Brighton off the boil

Unfortunately, avoiding that fate doesn’t mean fixing a seven-game bad spell. No, try six months.

The Premier League table since September 25 has Brighton in 14th, six points above the relegation zone with 29 points from 26 games. They have slowed down dramatically and yet few really seem to have noticed. Dropping out of the top ten ought to change that.

brighton last 8

The issue is predominantly scoring goals. Over the last eight matches in all competitions they have accrued a total of 7.24 expected goals (xGF), scoring four times, while across the whole of 2024 so far they have scored a meagre 14 goals from 13 Premier League games – with nine of those coming against Crystal Palace (4-1) and Sheffield United (5-0).

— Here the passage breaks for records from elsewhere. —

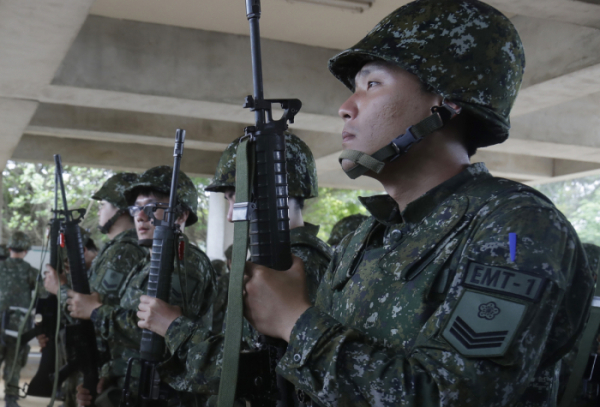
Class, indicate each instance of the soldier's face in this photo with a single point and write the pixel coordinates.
(143, 226)
(106, 210)
(387, 100)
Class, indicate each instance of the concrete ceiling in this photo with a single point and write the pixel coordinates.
(107, 82)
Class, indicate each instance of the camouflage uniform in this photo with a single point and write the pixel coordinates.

The chances just aren’t coming anymore and the obvious explanation is that De Zerbi’s innovative tactics no longer have the element of surprise. Baiting the press worked when nobody quite understood Brighton’s intentions but over the last six months more and more opponents are refusing to budge out of their low block, showing Brighton a level respect they don’t expect to receive.

Possession problem

Brighton boss Roberto De Zerbi

Ten times this season Brighton have held 70% or more possession in a match. They have won just two, drawn four, and scored 15 goals (with nine coming from a 5-0 win against Sheffield United and 4-1 win against Luton Town). At the other end of the spectrum, the ten matches with Brighton’s lowest possession share (between 45% and 53%) produced five wins and a draw.

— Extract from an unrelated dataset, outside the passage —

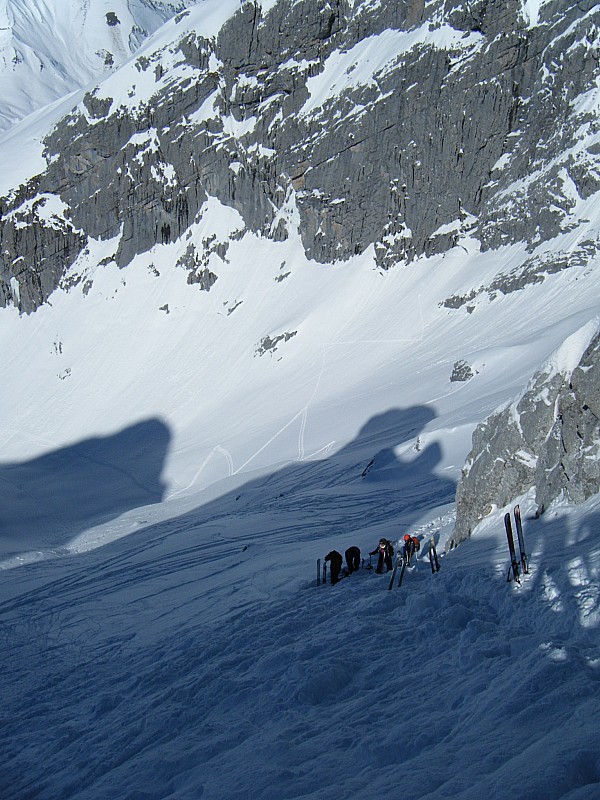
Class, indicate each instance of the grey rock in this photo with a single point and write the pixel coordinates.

De Zerbi doesn’t want stale possession. He wants messier games with vertical passing and sudden gear changes. But the spaces are disappearing as opponents refuse to do what he wants them to do.

This is relatively new territory for him, and overcoming the problem is a test that potential suitors may wait to see if he can pass.

But that is only one reading of the situation. The other is that De Zerbi’s tactics have hit a ceiling with the quality of player at his disposal; that using his system against deeper defences would be much smoother with elite players at his disposal.

Player quality key to De Zerbi system

He used to have those at Brighton, by the way. We are so used to seeing Brighton instantaneously regenerate that we have stopped noticing how extraordinary it is for the club to survive being picked apart by vultures every year. Nobody seems to mention how De Zerbi is trying to mimic last season’s sixth-place finish despite his entire midfield being ripped out without replacement last summer.

caicedo mac allister

Alexis Mac Allister and Moises Caicedo were huge losses. Before that, Enock Mwepu (forced into retirement), Marc Cucurella, Yves Bissouma, and Leandro Trossard all left. It is frankly a miracle that Brighton aren’t fighting against the drop.

The sheer scale of their overachievement in 2023/24 comes into focus when you consider the forward line that is supposedly under-performing. Brighton’s main striker is 33-year-old Danny Welbeck, a man who hasn’t scored more than six goals in a Premier League season since 2013/14. Their other striker is a 19-year-old who really ought to be left alone to develop at his own pace.

Going back to the midfield, Mahmoud Dahoud never worked out and his departure on loan to Stuttgart in January left Brighton even lighter on numbers, while Carlos Baleba has taken longer to settle than De Zerbi would have hoped.

Add to this the lengthy injuries for Brighton’s two most creative players, Solly March and Kaoru Mitoma, and all of a sudden finishing 13th doesn’t seem so bad.

Football rarely makes allowances like that; rarely sees nuance. De Zerbi’s stock will fall this summer and something else will catch the eye of the super-clubs. For Brighton supporters so used to their players and managers being snatched away, finishing in the bottom half – and slipping out of sight – might be a welcome relief.